Avec des amis, il veut transformer le Québec et donner une chance à tout le monde, qu’importe le lieu de sa naissance et de ses ressources financières. Il se retrouve naturellement au «Centre de planning de Montréal», candidat indépendant pour le Parti québécois dans Taillon, en 1970. René Lévesque et son parti se méfient de cette tête de rebelle. Il multiplie les interventions dans les médias, écrit d’innombrables lettres et chroniques portant sur la sexualité et la médecine. Il est de toutes les causes qu’il croit juste et équitable, bouscule les médecins et leurs façons de soigner le corps comme une mécanique, réfléchit et écrit. Il est amené à faire des choix déchirants, se met à dos des gens, mais reste fidèle à ses convictions.
Il décide de retourner aux études après avoir abandonné la médecine même s’il est père de trois enfants. Il rédigera sa thèse au Chili tout en suivant des cours. Il sera témoin de l’élection de Salvador Allende et du coup d’État qui met Pinochet au pouvoir avec la complicité des États-Unis.
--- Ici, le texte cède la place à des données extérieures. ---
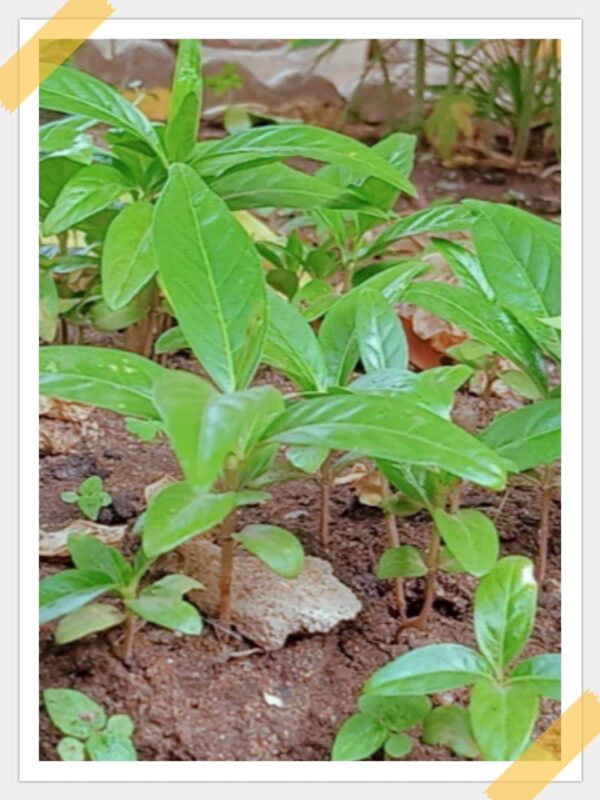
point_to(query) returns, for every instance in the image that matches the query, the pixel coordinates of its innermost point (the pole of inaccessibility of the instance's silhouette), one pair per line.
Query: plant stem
(393, 538)
(227, 551)
(526, 110)
(547, 486)
(325, 478)
(418, 98)
(431, 560)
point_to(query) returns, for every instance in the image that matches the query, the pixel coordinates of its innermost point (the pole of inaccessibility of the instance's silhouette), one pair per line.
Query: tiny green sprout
(89, 735)
(90, 497)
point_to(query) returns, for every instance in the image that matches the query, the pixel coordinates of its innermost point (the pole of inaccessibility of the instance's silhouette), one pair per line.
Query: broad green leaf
(179, 512)
(49, 307)
(181, 399)
(69, 590)
(521, 383)
(277, 142)
(213, 278)
(277, 185)
(381, 339)
(502, 719)
(450, 727)
(398, 746)
(99, 376)
(529, 437)
(395, 713)
(91, 618)
(433, 388)
(337, 334)
(70, 749)
(359, 737)
(430, 669)
(435, 219)
(393, 428)
(401, 562)
(504, 610)
(107, 746)
(73, 713)
(127, 258)
(185, 101)
(89, 553)
(541, 673)
(291, 346)
(308, 459)
(279, 549)
(471, 537)
(520, 256)
(163, 605)
(464, 265)
(74, 92)
(483, 320)
(170, 341)
(90, 190)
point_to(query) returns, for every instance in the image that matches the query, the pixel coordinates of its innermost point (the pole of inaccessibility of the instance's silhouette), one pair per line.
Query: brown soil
(197, 698)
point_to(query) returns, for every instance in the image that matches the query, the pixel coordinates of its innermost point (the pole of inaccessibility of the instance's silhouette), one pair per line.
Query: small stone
(265, 607)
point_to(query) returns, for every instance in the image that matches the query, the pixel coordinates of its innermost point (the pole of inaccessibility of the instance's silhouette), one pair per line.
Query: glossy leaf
(430, 669)
(505, 605)
(92, 618)
(212, 278)
(180, 511)
(99, 376)
(527, 437)
(276, 142)
(483, 320)
(392, 428)
(395, 713)
(337, 334)
(90, 190)
(127, 258)
(73, 713)
(502, 719)
(89, 553)
(398, 745)
(541, 673)
(161, 603)
(70, 589)
(381, 339)
(471, 537)
(291, 346)
(401, 562)
(359, 737)
(279, 549)
(280, 186)
(73, 92)
(450, 727)
(185, 100)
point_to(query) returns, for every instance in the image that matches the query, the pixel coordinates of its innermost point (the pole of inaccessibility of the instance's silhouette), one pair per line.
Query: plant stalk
(547, 486)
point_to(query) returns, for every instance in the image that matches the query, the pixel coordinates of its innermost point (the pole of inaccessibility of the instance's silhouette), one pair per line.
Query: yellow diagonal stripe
(53, 43)
(550, 753)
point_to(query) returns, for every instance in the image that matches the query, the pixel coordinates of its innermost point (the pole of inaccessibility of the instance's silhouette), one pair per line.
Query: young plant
(503, 695)
(380, 722)
(89, 735)
(89, 497)
(70, 595)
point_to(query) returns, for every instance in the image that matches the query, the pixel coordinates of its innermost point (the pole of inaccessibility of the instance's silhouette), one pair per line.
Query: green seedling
(503, 695)
(89, 734)
(70, 595)
(90, 497)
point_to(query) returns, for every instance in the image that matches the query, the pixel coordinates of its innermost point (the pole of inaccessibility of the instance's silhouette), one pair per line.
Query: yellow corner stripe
(550, 753)
(53, 43)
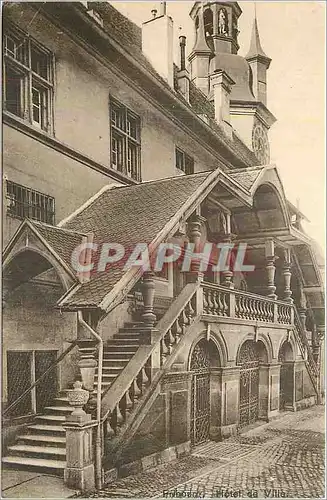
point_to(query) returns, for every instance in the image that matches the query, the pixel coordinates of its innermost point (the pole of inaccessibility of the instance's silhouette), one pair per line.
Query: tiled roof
(61, 240)
(247, 177)
(128, 215)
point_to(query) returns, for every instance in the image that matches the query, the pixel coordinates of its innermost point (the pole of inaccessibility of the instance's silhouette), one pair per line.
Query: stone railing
(144, 367)
(231, 303)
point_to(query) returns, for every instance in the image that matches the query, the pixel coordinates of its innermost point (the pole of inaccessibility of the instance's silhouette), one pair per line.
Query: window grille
(125, 140)
(184, 162)
(27, 79)
(25, 202)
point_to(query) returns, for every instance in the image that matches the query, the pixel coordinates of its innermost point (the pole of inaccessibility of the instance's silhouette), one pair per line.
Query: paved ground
(283, 459)
(24, 484)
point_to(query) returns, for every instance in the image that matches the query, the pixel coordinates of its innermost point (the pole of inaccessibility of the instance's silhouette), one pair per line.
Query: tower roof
(255, 44)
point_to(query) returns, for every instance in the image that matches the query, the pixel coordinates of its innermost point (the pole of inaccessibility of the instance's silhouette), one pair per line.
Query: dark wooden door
(200, 402)
(249, 384)
(47, 389)
(19, 378)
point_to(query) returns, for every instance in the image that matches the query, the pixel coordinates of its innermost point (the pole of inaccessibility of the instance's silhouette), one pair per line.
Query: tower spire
(255, 44)
(200, 41)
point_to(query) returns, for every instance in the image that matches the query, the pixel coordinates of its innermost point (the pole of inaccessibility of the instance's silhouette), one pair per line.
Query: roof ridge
(59, 228)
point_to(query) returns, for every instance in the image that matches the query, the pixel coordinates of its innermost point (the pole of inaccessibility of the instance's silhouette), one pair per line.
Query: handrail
(41, 377)
(119, 387)
(299, 326)
(250, 295)
(98, 458)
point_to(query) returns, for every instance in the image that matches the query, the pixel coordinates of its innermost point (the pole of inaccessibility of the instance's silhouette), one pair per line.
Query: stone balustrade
(231, 303)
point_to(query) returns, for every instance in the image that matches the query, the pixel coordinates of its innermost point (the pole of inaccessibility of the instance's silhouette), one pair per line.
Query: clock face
(260, 144)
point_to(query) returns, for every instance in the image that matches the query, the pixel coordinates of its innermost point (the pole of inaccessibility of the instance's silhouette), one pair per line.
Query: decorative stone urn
(78, 398)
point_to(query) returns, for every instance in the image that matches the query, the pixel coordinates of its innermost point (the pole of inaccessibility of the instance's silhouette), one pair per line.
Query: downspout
(98, 450)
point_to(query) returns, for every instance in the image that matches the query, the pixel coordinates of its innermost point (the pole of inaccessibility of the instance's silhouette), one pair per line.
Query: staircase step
(112, 369)
(58, 429)
(42, 464)
(52, 418)
(39, 438)
(30, 451)
(63, 409)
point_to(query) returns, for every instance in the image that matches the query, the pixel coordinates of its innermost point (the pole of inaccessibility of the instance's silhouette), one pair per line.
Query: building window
(28, 79)
(184, 162)
(125, 141)
(25, 202)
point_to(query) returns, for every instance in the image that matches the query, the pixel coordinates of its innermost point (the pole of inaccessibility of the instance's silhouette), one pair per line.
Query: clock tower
(216, 51)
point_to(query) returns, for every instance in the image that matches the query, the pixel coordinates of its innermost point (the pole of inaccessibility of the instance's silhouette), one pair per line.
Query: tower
(259, 63)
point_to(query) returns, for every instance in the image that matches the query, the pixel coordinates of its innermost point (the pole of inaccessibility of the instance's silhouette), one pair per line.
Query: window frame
(30, 78)
(120, 132)
(186, 159)
(32, 203)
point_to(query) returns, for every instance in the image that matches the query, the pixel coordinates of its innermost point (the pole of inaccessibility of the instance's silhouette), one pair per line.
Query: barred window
(27, 79)
(125, 140)
(184, 162)
(25, 202)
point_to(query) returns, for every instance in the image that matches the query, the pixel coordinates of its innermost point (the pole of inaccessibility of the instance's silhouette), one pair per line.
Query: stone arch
(29, 262)
(264, 346)
(33, 326)
(205, 408)
(218, 345)
(252, 358)
(287, 376)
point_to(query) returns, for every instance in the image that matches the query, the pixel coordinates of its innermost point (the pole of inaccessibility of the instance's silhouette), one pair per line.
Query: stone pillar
(79, 471)
(148, 289)
(270, 382)
(287, 277)
(215, 404)
(183, 77)
(270, 268)
(227, 276)
(303, 309)
(230, 388)
(194, 236)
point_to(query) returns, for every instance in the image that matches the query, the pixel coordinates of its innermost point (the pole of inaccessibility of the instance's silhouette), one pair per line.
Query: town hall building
(110, 368)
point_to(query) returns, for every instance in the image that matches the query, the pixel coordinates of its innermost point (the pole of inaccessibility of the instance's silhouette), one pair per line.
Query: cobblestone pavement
(282, 459)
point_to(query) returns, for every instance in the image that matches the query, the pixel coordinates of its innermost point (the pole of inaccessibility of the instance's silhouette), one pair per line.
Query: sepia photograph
(163, 249)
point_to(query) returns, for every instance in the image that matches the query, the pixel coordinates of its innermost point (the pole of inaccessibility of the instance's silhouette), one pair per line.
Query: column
(227, 238)
(230, 388)
(270, 268)
(194, 236)
(287, 276)
(79, 471)
(303, 309)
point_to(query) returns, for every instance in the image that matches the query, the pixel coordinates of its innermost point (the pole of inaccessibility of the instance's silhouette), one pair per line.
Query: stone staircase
(42, 447)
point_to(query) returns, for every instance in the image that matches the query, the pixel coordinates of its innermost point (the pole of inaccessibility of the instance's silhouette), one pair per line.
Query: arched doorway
(250, 355)
(204, 357)
(33, 333)
(286, 382)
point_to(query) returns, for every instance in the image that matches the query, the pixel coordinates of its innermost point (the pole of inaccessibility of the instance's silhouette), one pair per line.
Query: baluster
(178, 330)
(128, 401)
(189, 310)
(241, 306)
(170, 340)
(205, 301)
(164, 350)
(211, 305)
(119, 419)
(251, 308)
(109, 428)
(237, 306)
(225, 304)
(144, 378)
(246, 307)
(184, 317)
(136, 390)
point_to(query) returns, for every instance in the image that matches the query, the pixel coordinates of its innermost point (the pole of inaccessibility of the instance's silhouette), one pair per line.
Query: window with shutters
(27, 79)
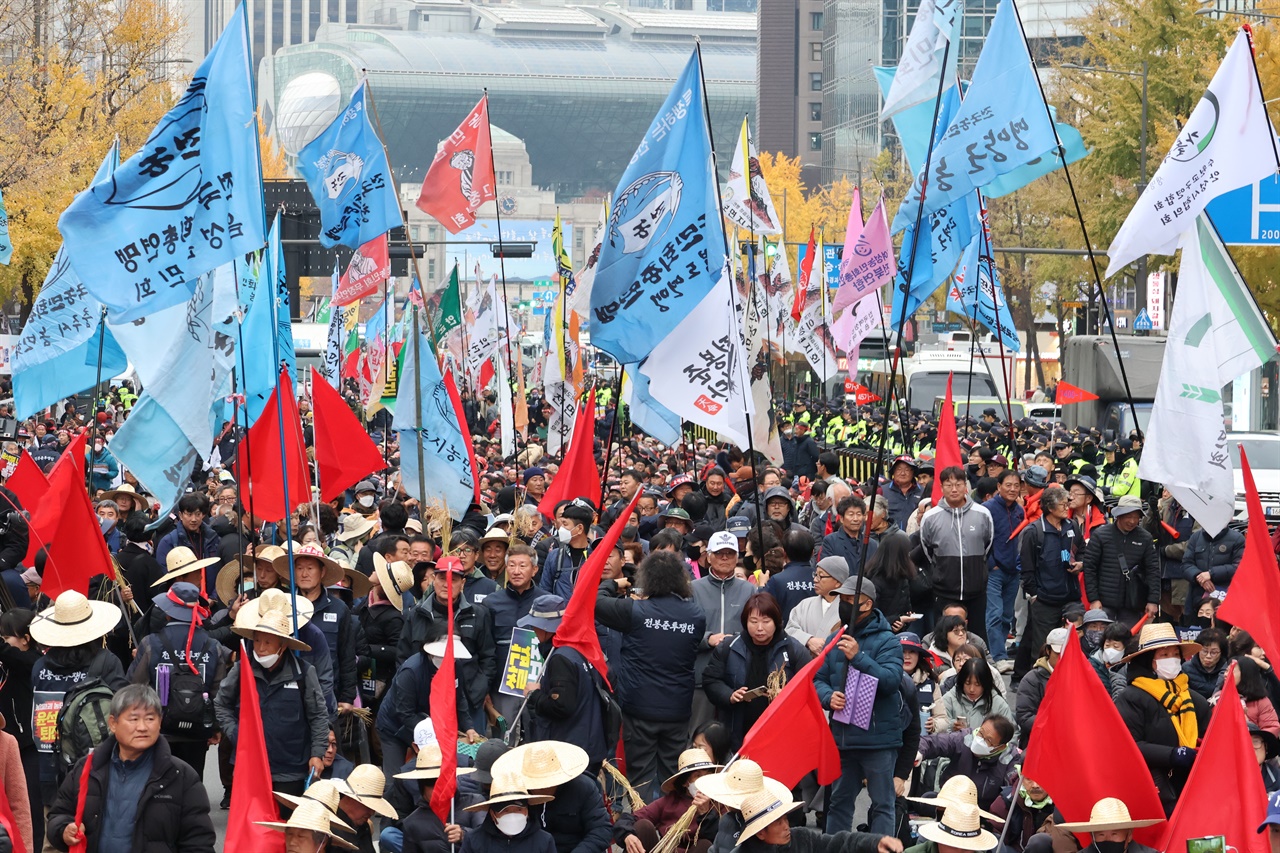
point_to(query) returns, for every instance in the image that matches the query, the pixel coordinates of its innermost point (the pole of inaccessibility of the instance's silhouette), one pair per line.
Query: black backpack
(82, 723)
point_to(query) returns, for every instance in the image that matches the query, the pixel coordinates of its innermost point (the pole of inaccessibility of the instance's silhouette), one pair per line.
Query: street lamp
(1142, 158)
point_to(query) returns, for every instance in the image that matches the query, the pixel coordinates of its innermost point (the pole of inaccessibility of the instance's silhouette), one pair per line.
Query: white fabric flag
(1215, 334)
(699, 370)
(746, 197)
(920, 65)
(1226, 144)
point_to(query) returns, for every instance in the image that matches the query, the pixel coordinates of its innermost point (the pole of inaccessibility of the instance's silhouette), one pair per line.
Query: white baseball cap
(722, 541)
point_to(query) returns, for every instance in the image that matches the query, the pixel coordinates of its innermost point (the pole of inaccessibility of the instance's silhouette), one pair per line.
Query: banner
(188, 201)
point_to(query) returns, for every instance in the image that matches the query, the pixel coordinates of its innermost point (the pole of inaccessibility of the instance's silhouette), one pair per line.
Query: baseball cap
(722, 541)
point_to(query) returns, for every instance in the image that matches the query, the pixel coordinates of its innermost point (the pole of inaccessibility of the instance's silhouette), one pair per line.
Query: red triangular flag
(577, 477)
(460, 178)
(792, 737)
(266, 497)
(251, 794)
(801, 287)
(1078, 765)
(1069, 393)
(344, 452)
(64, 521)
(1253, 601)
(1224, 763)
(946, 451)
(577, 625)
(444, 720)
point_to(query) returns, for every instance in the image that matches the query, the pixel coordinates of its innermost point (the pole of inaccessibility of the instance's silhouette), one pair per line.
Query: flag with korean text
(699, 370)
(461, 176)
(746, 197)
(1226, 142)
(188, 201)
(56, 354)
(664, 246)
(1000, 126)
(434, 457)
(1216, 333)
(976, 293)
(350, 179)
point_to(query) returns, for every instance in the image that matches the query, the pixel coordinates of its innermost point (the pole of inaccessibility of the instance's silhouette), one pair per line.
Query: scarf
(1174, 697)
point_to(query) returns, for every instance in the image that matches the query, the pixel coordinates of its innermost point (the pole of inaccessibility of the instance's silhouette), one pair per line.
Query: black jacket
(173, 813)
(1104, 575)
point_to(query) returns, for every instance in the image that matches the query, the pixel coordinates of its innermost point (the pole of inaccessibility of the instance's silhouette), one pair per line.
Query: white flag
(1216, 333)
(1226, 144)
(746, 199)
(920, 65)
(699, 370)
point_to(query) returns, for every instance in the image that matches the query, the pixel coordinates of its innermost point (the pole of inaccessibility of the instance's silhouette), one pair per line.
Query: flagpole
(732, 288)
(1084, 231)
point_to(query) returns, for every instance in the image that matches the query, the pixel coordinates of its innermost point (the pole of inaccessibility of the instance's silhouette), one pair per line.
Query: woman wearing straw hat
(1164, 715)
(295, 719)
(72, 633)
(1111, 828)
(639, 831)
(424, 831)
(507, 825)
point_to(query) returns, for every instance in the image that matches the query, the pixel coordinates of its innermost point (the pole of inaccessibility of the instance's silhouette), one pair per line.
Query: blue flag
(351, 182)
(188, 201)
(265, 332)
(5, 242)
(663, 246)
(56, 352)
(1001, 124)
(434, 461)
(977, 295)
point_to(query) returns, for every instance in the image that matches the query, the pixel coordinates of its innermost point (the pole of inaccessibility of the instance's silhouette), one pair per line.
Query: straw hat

Un moment où l’histoire bascule. Serge Mongeau tente par tous les moyens d’aider les gens que l’on traque de façon sauvage.
«Il y a au Chili des milliers de personnes qui se trouvent en danger de mort et qui cherchent par tous les moyens à sortir du pays. Pour ce faire, elles n’ont pas beaucoup de choix, les frontières étant fermées; il ne reste que la solution de se réfugier dans une ambassade pour d’abord survivre et ensuite pouvoir partir.» (p.203)
Le Canada refuse d’accueillir les réfugiés à son ambassade de Santiago. Mongeau proteste et écrit dans les journaux du Québec.

Modèle

Serge Mongeau est un héros méconnu du Québec que l’on devrait inviter dans les écoles pour qu’il parle aux garçons un peu perdus, leur explique les valeurs qui font qu’une vie se transforme en aventure.
Une vie admirable même si j’aurais aimé que le militant prenne un peu de recul face à sa vie trépidante et donne un éclairage contemporain à sa longue marche. Un modèle d’intégrité intellectuelle. Il faudrait offrir «Non, je n’accepte pas» à Jean Brault et Charles Guité pour qu’ils comprennent que les entreprises et l’État ne sont pas des auges où l’on peut s’empiffrer. Encore vaudrait-il qu’ils lisent!

«Non, je n’accepte pas» de Serge Mongeau est publié aux Éditions Écosociété.